How I Built a Video Rendering System in React
the problem with video
I needed promo videos for three brands. ShawnOS, GTMOS, ContentOS. Each one needed three aspect ratios — LinkedIn (4:5), Reels (9:16), landscape (16:9). That's nine render targets. And every time the design tokens changed, every video needed to update.
I looked at After Effects templates. I looked at Canva. I looked at hiring someone. Every option meant a manual pipeline that would fall out of sync with the websites the moment I pushed a color change.
the websites already had the design system. the data layer. the brand tokens. what if the videos lived in the same codebase?
remotion and the monorepo advantage
Remotion turns React components into video frames. You write JSX. It renders each frame at 30fps. You get an MP4. No GPU required. No timeline editor.
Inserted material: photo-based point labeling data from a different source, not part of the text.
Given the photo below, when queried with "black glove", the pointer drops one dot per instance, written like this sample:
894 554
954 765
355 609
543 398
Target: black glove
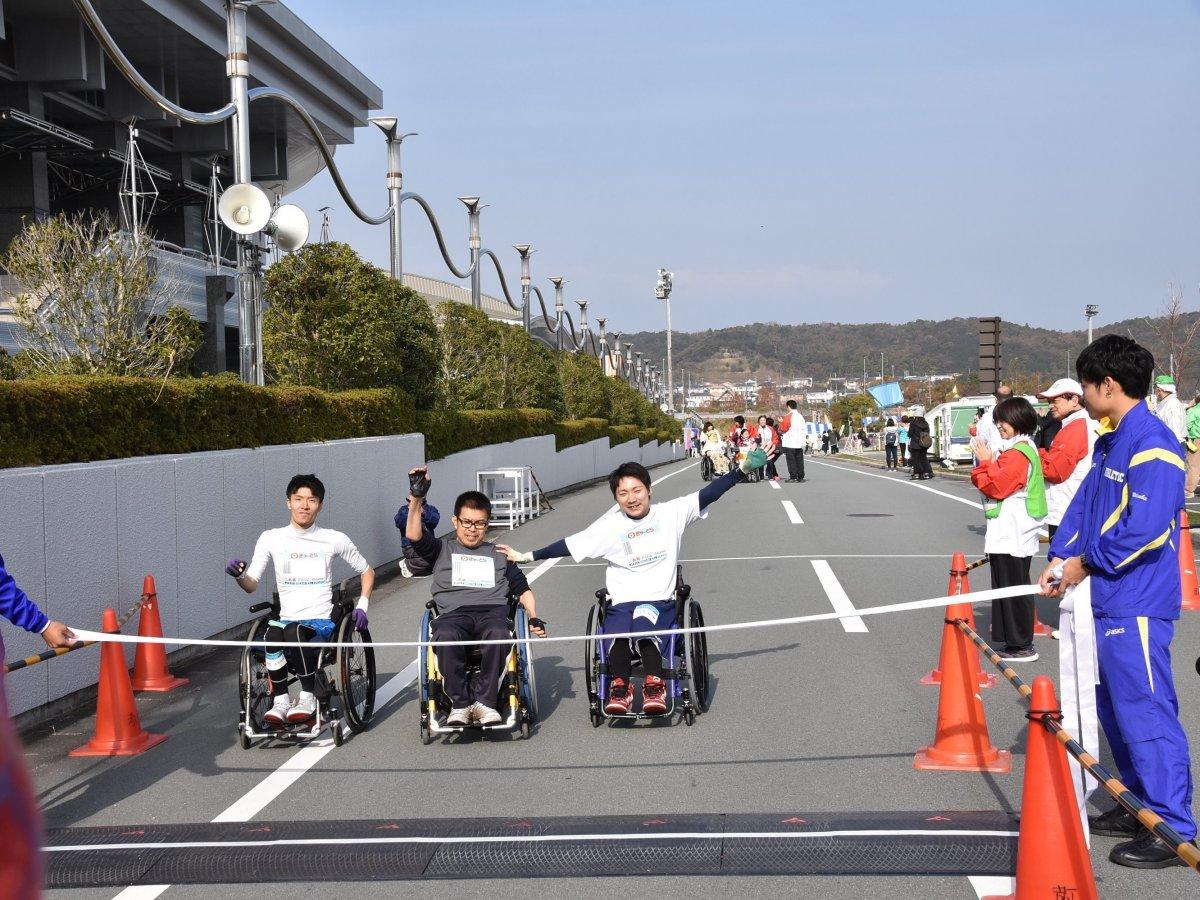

Just code.
the key insight was putting the video app inside the existing Turborepo monorepo at website/apps/video/. same @shawnos/shared package that powers the three websites. same design tokens. same color palette. when I change a hex value in the shared package, the websites and the videos all update on the next build.
nine compositions live in a single Root.tsx. three brands times three aspect ratios. a useScale() hook normalizes everything to a 1080x1350 base and scales proportionally. one component tree renders at any size.
the scene architecture
videos are built from scenes connected by TransitionSeries — Remotion's composition tool that handles overlap timing between segments. each scene is a React component with a fixed frame count.
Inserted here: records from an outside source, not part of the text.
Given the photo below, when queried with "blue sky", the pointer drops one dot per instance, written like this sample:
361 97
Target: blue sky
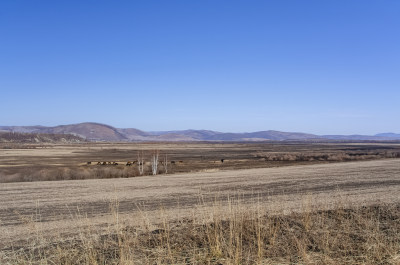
325 67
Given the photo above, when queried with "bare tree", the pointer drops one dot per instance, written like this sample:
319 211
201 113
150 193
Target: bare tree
140 162
154 161
165 164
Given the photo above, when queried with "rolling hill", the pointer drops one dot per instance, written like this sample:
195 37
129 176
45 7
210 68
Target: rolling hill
101 132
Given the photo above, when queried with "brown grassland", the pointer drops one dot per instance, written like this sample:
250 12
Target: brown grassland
266 203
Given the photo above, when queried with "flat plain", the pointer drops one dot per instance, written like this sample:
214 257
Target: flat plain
257 175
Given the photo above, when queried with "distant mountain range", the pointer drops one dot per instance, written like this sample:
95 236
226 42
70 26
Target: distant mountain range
102 132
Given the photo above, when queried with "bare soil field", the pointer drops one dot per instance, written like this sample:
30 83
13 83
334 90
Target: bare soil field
30 162
301 195
55 204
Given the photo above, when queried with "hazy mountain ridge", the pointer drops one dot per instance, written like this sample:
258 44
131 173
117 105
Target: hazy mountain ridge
102 132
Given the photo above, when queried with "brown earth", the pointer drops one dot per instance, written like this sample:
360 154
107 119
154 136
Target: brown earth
60 208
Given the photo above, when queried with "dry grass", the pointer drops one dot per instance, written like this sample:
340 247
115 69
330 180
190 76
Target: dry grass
42 162
232 233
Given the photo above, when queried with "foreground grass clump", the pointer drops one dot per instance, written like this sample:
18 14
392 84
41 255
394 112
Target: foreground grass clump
359 235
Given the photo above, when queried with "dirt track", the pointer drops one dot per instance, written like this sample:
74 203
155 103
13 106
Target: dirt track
55 203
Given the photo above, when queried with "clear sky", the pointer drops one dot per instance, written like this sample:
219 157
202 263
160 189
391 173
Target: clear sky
325 67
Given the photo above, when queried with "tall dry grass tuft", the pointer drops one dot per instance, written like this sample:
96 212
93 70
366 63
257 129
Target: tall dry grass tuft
232 232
the current V3 system runs about 10 seconds at 30fps (310 frames total):
- Hook (36 frames / 1.2s) — the opening grab
- BootWikiBlitz (110 frames / 3.7s) — terminal boot sequence with rapid-fire wiki cards
- Progression (100 frames / 3.3s) — the RPG-style tier system visualization
- CtaNetwork (94 frames / 3.1s) — call to action with network graph
transitions get 10 frames of overlap between scenes. the timing config lives in timing-v2.ts — one file controls the entire video rhythm.
the component library
three components do most of the visual work.
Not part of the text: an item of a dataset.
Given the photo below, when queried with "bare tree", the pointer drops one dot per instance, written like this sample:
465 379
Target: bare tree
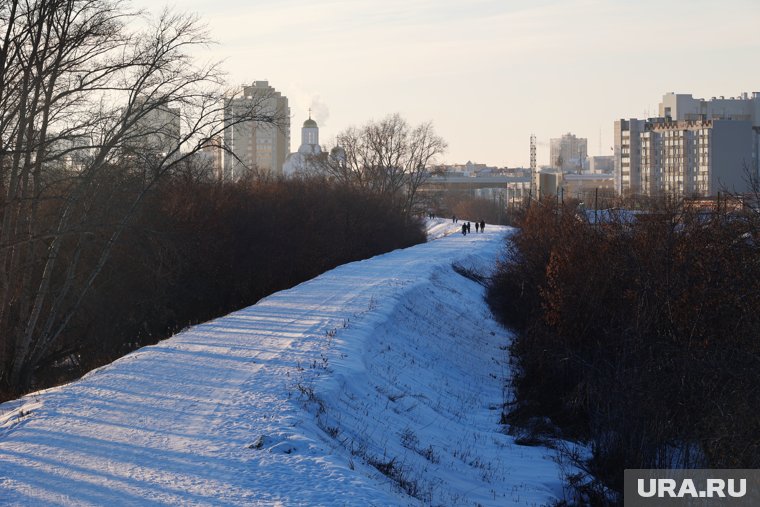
89 117
388 157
MatrixRain uses Perlin noise from @remotion/noise to generate a deterministic character rain effect. each column drifts independently. character selection is seeded by column, row, and frame number. the effect is organic but reproducible — same seed, same output, every render.
TypewriterText reveals characters frame by frame with a blinking cursor. elapsed frames control visible character count. the cursor blinks at 1Hz. simple math, clean effect.
ParticleField creates ambient floating particles using two independent noise streams for x and y drift. 40 particles by default, bounded to 8% canvas drift. subtle pulse via a third noise channel.
all three components are deterministic. no Math.random(). Remotion requires this — random values change between frames and break the render. Perlin noise with consistent seeds gives you organic animation that's reproducible.
the visual treatment
every scene gets wrapped in a SceneWrapper that applies consistent visual treatment:
- dark canvas background (#0D1117)
- radial vignette (edge darkening)
- accent color wash at 3% opacity
- particle field ambient noise
- film grain via SVG feTurbulence
- scanline overlay (CRT aesthetic)
the result looks like a terminal-native video. fits the ShawnOS brand without any manual post-processing.
design tokens in code
the token system lives in tokens.ts:
canvas: #0D1117
green: #4EC373 (ShawnOS)
teal: #3DBFA0 (GTMOS)
purple: #9B72CF (ContentOS)
amber: #D2A53C (secondary accent)
SITE_ACCENTS maps brand names to colors. the BootWikiBlitz scene cycles through the palette — green, teal, amber, purple, green — as wiki cards flip through. the brand identity is in the data, not hardcoded into components.
font is JetBrains Mono everywhere. monospace. consistent with the terminal aesthetic across all three sites.
rendering
npm run render:all generates all nine variants. Remotion renders each composition to JPEG frames, then encodes to MP4. no external dependencies beyond what's in package.json. no cloud render farm. runs on a MacBook.
the rendered outputs go to website/apps/video/out/ and get deployed to each site's public/video/ directory. the SQLite content index tracks all video files, their brands, aspect ratios, and deployment status.
why this matters
the video system is a content type that lives in the same codebase as every other content type. blog posts are markdown files. knowledge terms are TypeScript objects. videos are React components. they all share the same design tokens, the same data layer, the same deploy pipeline.
when I add a new wiki category, the BootWikiBlitz scene can reference it. when I change the brand colors, the videos update. when I push to main, everything deploys together.
no separate tools. no manual exports. no sync problems. the monorepo is the system.